TahoeRemoveFileIndex¶
TahoeRemoveFileIndex
is a TahoeFileIndexWithSnapshotDescriptor of RemoveFiles for changesToDF in Change Data Feed.
Creating Instance¶
TahoeRemoveFileIndex
takes the following to be created:
-
SparkSession
(Spark SQL) - Versioned RemoveFiles
- DeltaLog
- Path
- SnapshotDescriptor
- Row Index Filters (
Option[Map[String, RowIndexFilterType]]
)
TahoeRemoveFileIndex
is created when:
CDCReaderImpl
is requested to changesToDF (getDeletedAndAddedRows and processDeletionVectorActions)
Versioned RemoveFiles¶
filesByVersion: Seq[CDCDataSpec[RemoveFile]]
TahoeRemoveFileIndex
is given a CDCDataSpecs of RemoveFiles when created.
The CDCDataSpec
s come from the DeltaLog of a delta table (converted along the way to match the API).
Matching Files¶
TahoeFileIndex
matchingFiles(
partitionFilters: Seq[Expression],
dataFilters: Seq[Expression]): Seq[AddFile]
matchingFiles
is part of the TahoeFileIndex abstraction.
matchingFiles
creates AddFiles for every RemoveFile (in the given CDCDataSpecs of RemoveFiles by version).
Fake AddFiles
matchingFiles
returns a Seq[AddFile]
and so AddFiles are fake in TahoeRemoveFileIndex
as it deals with RemoveFiles.
matchingFiles
filterFileList (with the partitionSchema, a DataFrame
of the "fake" AddFile
s and the given partitionFilters
).

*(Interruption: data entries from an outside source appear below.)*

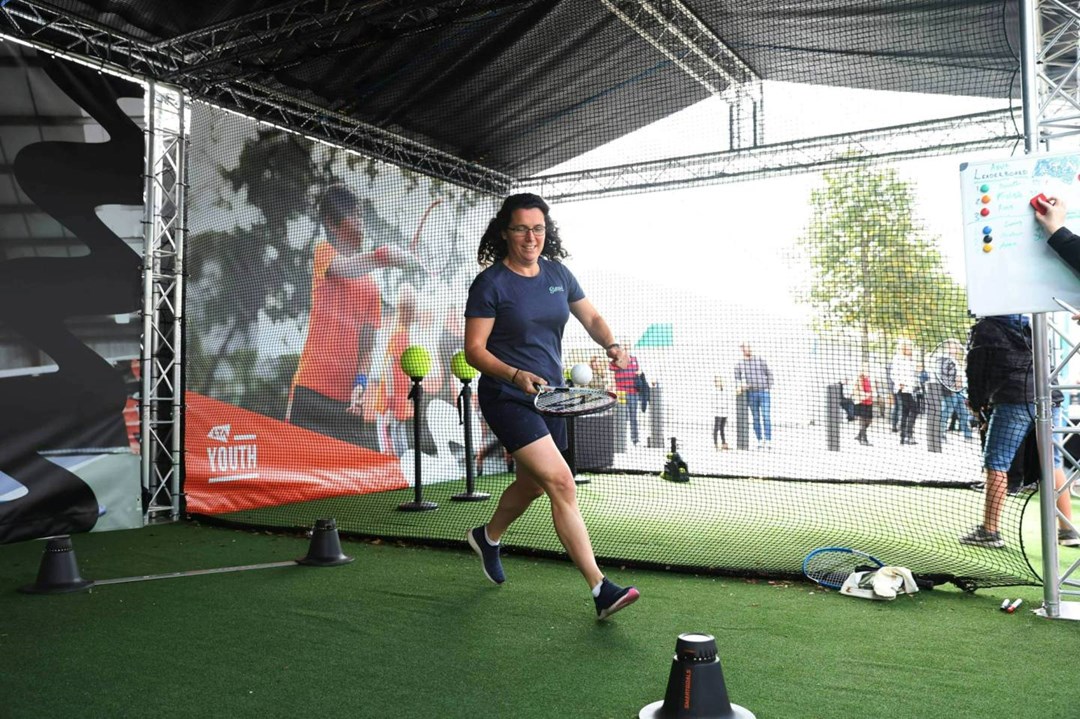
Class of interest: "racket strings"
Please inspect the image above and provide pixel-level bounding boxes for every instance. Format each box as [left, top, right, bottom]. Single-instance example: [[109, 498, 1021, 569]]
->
[[537, 392, 611, 411], [806, 555, 862, 589]]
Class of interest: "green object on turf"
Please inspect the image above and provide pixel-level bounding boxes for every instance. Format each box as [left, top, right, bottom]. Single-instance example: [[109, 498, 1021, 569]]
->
[[401, 344, 431, 379], [450, 350, 480, 381]]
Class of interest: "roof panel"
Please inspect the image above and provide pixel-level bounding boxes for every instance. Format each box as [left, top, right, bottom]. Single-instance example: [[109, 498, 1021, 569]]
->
[[8, 0, 1018, 176]]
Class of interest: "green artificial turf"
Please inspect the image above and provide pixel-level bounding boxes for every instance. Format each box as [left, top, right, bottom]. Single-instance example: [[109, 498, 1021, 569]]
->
[[0, 523, 1080, 719], [225, 474, 1080, 586]]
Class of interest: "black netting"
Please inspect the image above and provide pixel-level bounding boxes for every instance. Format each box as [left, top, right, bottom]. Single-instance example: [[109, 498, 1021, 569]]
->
[[177, 2, 1068, 586]]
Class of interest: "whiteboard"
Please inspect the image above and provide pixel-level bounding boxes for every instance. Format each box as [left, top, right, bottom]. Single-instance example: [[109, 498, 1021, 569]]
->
[[960, 153, 1080, 316]]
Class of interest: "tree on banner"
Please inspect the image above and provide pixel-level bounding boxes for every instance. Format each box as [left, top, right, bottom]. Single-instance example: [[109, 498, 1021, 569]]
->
[[804, 165, 970, 363]]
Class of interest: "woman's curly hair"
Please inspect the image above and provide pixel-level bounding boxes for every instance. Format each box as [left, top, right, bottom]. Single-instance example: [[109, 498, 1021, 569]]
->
[[476, 192, 569, 267]]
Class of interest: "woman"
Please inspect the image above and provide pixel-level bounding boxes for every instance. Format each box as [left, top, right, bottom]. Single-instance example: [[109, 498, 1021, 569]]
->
[[852, 367, 874, 447], [892, 338, 918, 445], [464, 193, 638, 619], [713, 375, 731, 450]]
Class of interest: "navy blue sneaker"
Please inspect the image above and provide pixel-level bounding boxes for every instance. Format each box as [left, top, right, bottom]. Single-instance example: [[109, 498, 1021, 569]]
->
[[465, 527, 507, 584], [593, 576, 642, 620]]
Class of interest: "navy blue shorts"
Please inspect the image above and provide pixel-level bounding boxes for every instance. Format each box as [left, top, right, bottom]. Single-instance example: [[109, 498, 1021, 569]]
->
[[476, 382, 566, 452]]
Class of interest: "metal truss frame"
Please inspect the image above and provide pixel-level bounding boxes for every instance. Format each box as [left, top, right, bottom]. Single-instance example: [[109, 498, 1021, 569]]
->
[[522, 110, 1024, 202], [600, 0, 765, 148], [139, 82, 189, 524], [0, 0, 524, 194], [1020, 0, 1080, 620]]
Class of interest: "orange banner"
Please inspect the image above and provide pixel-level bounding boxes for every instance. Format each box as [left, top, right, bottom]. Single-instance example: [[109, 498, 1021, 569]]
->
[[185, 392, 409, 514]]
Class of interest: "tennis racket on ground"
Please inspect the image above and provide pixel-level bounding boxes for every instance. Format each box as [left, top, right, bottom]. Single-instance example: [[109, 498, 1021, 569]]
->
[[532, 384, 619, 417], [802, 546, 885, 589], [927, 339, 968, 395]]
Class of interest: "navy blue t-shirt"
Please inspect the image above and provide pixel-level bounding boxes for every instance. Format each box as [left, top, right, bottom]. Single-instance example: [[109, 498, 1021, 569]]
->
[[465, 258, 585, 389]]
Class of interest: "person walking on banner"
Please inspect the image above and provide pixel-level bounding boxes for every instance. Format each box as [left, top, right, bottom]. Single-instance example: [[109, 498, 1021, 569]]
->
[[610, 344, 645, 446], [735, 342, 772, 449], [892, 337, 919, 445], [285, 185, 419, 450], [464, 193, 639, 620]]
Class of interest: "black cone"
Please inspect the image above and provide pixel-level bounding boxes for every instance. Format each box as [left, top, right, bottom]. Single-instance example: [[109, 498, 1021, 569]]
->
[[637, 634, 754, 719], [18, 534, 94, 594], [296, 518, 352, 567]]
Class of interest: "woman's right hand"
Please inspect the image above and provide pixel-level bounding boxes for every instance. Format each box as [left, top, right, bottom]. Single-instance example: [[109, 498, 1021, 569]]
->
[[514, 369, 548, 394], [1035, 196, 1068, 234]]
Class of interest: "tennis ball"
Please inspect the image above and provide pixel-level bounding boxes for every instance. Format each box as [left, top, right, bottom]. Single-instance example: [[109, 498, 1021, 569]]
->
[[570, 364, 593, 385], [401, 344, 431, 379], [450, 350, 480, 381]]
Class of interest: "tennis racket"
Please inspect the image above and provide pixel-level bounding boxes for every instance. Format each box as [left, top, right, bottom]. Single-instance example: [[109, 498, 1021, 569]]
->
[[802, 546, 885, 589], [927, 339, 968, 394], [409, 198, 454, 277], [532, 384, 619, 417]]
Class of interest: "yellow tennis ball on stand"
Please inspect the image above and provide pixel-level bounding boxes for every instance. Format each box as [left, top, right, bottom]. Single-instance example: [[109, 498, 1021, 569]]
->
[[570, 364, 593, 386], [450, 350, 480, 382], [401, 344, 431, 379]]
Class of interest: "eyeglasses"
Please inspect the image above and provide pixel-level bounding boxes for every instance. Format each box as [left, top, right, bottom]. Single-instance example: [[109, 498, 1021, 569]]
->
[[507, 225, 548, 238]]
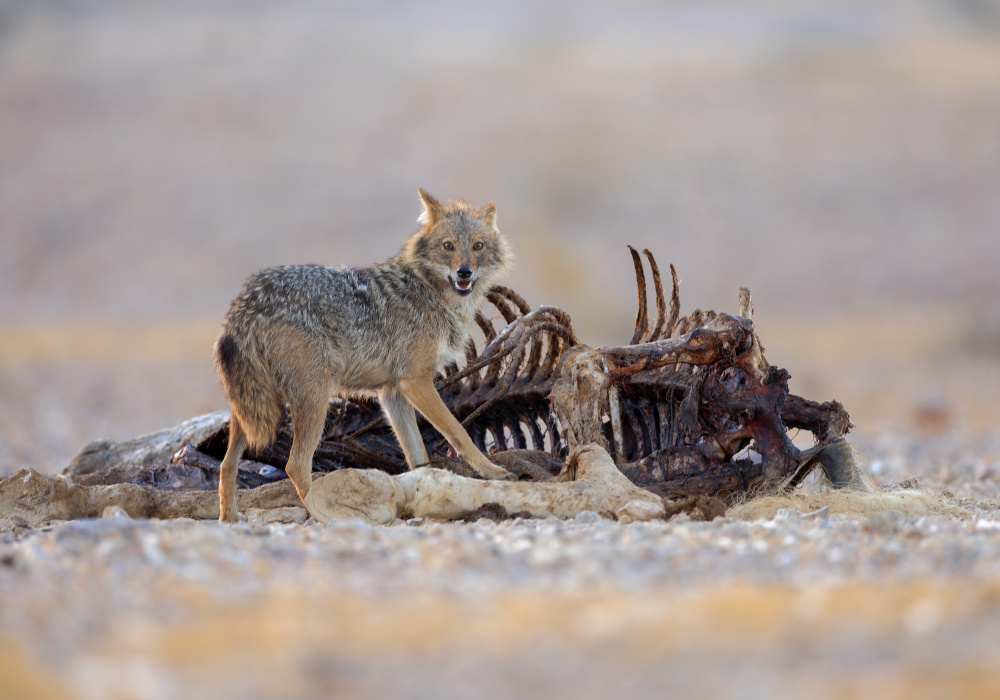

That gives a DataFrame
.
In the end, filterFileList
converts the DataFrame
to a Dataset[AddFile]
(using Dataset.as
operator) and collect the AddFiles (using Dataset.collect
operator).
Input Files¶
TahoeFileIndex
inputFiles: Array[String]
inputFiles
is part of the FileIndex
(Spark SQL) abstraction.
inputFiles
is the absolute paths of all the RemoveFiles of the CDCDataSpecs.
Partition Schema¶
TahoeFileIndex
partitionSchema: StructType
partitionSchema
is part of the FileIndex
(Spark SQL) abstraction.
partitionSchema
returns the CDF-Aware Read Schema.